(1.) This appeal arises out of a series of transactions commencing with a loan of Rs. 1000 advanced on a promissory note by the plaintiff to the defendant on 15 November 1919. The promissory note was renewed on 6 November 1922, after Rs. 5 only had been paid, by a promissory note for Rs. 1450. This in turn was renewed on 2 November, 1925 by another note for Rs. 2000 with interest at 12 per cent, and the latter by a further note on 6th November 1928 for Rs. 2720 with interest at 9 3/4 per cent. The plaintiff then sued for his dues in money suit No. 62/293 of 1931-30 claiming Rs. 8272-8-0. On 9 May 1932 a consent decree was passed for Rs. 2780. Thereafter, various execution proceedings were taken, and in all Rs. 825 was realised. The plaintiff then started Execution Case No. 102/39 on 14 July 1939 for an amount of Rs. 2034-11-6. On 30 September 1940, the judgment-debtor made an application under Section 36, Bengal Money-Lenders Act, which had just previously come into force. The trial Court held that the original transaction of loan of Rs. 1000 at 15 per cent, could not be reopened as it was more than 12 years prior to the date of the suit, apparently taking this date as being the date of the application by the judgment-debtor. The Court therefore held that the decree could not be re-opened, and directed the judgment-debtor to pay Bs. 1946-5-6 which the Court held was the balance of the decretal debt, and further directed that the amount be paid by annual instalments of Rs. 400. On appeal the District Judge of Burdwan held that "the date of the suit" mentioned in proviso (i) to Section 36 (1), Bengal Money-Lenders Act, referred to the date in 1930 when M.S. No. 62/293 of 1931/1930 commenced and that as even the original promissory note of 1919 was within 12 years of that date, the proviso did not act as a bar; he accordingly held that the decree was liable to be re- opened and remanded the case for disposal. The plaintiff now appeals.

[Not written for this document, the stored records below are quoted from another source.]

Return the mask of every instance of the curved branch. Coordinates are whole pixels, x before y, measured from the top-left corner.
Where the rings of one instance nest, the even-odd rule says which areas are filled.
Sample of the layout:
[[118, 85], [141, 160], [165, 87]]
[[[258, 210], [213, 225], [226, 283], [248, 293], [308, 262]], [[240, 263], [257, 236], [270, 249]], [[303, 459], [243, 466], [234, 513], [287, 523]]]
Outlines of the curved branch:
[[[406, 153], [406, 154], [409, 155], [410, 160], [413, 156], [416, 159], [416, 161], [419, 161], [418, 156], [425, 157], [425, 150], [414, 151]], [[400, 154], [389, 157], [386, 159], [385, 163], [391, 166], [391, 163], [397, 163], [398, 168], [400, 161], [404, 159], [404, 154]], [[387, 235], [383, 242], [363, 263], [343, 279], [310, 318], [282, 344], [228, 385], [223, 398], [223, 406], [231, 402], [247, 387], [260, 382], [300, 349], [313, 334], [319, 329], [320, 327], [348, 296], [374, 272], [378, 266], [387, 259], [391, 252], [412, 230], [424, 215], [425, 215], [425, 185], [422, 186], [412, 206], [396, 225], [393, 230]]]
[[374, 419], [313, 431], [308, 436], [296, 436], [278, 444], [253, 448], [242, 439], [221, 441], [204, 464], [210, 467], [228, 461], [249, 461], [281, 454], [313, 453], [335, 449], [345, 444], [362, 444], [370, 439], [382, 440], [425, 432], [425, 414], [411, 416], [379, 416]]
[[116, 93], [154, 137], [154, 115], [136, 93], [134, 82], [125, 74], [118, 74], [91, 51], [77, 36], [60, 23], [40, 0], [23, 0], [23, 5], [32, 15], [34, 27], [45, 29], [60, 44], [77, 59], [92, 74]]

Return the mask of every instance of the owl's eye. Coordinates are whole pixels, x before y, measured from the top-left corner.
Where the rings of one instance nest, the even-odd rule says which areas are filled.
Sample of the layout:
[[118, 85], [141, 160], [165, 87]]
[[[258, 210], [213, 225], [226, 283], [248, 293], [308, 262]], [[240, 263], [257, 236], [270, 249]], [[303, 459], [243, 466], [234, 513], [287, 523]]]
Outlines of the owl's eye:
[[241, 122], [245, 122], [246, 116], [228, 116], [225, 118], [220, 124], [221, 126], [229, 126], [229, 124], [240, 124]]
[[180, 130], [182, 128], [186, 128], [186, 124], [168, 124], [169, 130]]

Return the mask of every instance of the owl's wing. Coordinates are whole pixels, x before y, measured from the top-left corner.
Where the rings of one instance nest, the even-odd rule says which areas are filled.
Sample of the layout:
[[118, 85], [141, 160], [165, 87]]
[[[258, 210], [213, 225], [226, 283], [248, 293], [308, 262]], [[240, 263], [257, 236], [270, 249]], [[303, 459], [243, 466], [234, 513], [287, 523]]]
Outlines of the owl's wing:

(2.) The main question for decision in this appeal is as to the interpretation to be given to proviso (i) in Section 36(1), Bengal Money-Lenders Act. The proviso was considered in Nrisingha Chandra Pal V/s. Kanak Lata Dassi , where the Court repudiated a contention that the date referred to was the date of the application under Section 36, and held that the date must be the date when the suit contemplated by Section 36(1) was brought. A difficulty however arises in the present case in that the present application is connected with two different suits within the meaning of the sub-section when read in the light of the definition of a "suit to which this Act applies" in Section 2(22) of the Act; it relates to the decree in the suit of 1930, and is itself made in a proceeding in execution of that decree, which proceeding is itself a suit to which the Act applied within the meaning of the definition. We may add that Section 36(1) also contemplates a third type of suit, namely, a suit by the borrower for relief. The question then is which of the three "suits" is referred to in the proviso. The logical answer seems to be that the suit referred to must be that e type of the three types of suit contemplated by Sub- section (1) in the course of which the relief is being given, and in which therefore the question of the application of the proviso arises. If the question arises in the course of a straightforward suit by the creditor for his dues, the date will be the date of commencement of his suit, if it arises in the course of execution, that is to say in a "suit to which this Act applies," which happens to be an execution proceeding, the date will be the date of the application in execution, and if the question arises in a suit by a borrower for relief, the date will be the date of the borrower's suit.
(3.) The above seems to be the natural interpretation of the provisions of Sub-section (1) of Section 36 read with the proviso and no valid reason for any other view was put forward on behalf of the respondent beyond stressing the phrase "suit by the parties" and urging, that this could only refer to the original suit. But a suit by a borrower against a creditor for relief is equally a suit by the parties, as is an execution proceeding by a creditor against his debtor, if that is taken to be a suit by virtue of the definition in Section 2(22) of the Act. On the other hand in none of these cases would it be really appropriate to speak of a suit by the defendant, creditor, or judgment-debtor as the case may be. But the real answer to this contention, is that the phrase by the parties in the proviso under consideration clearly attaches, to the words adjustment or agreement which has been entered into.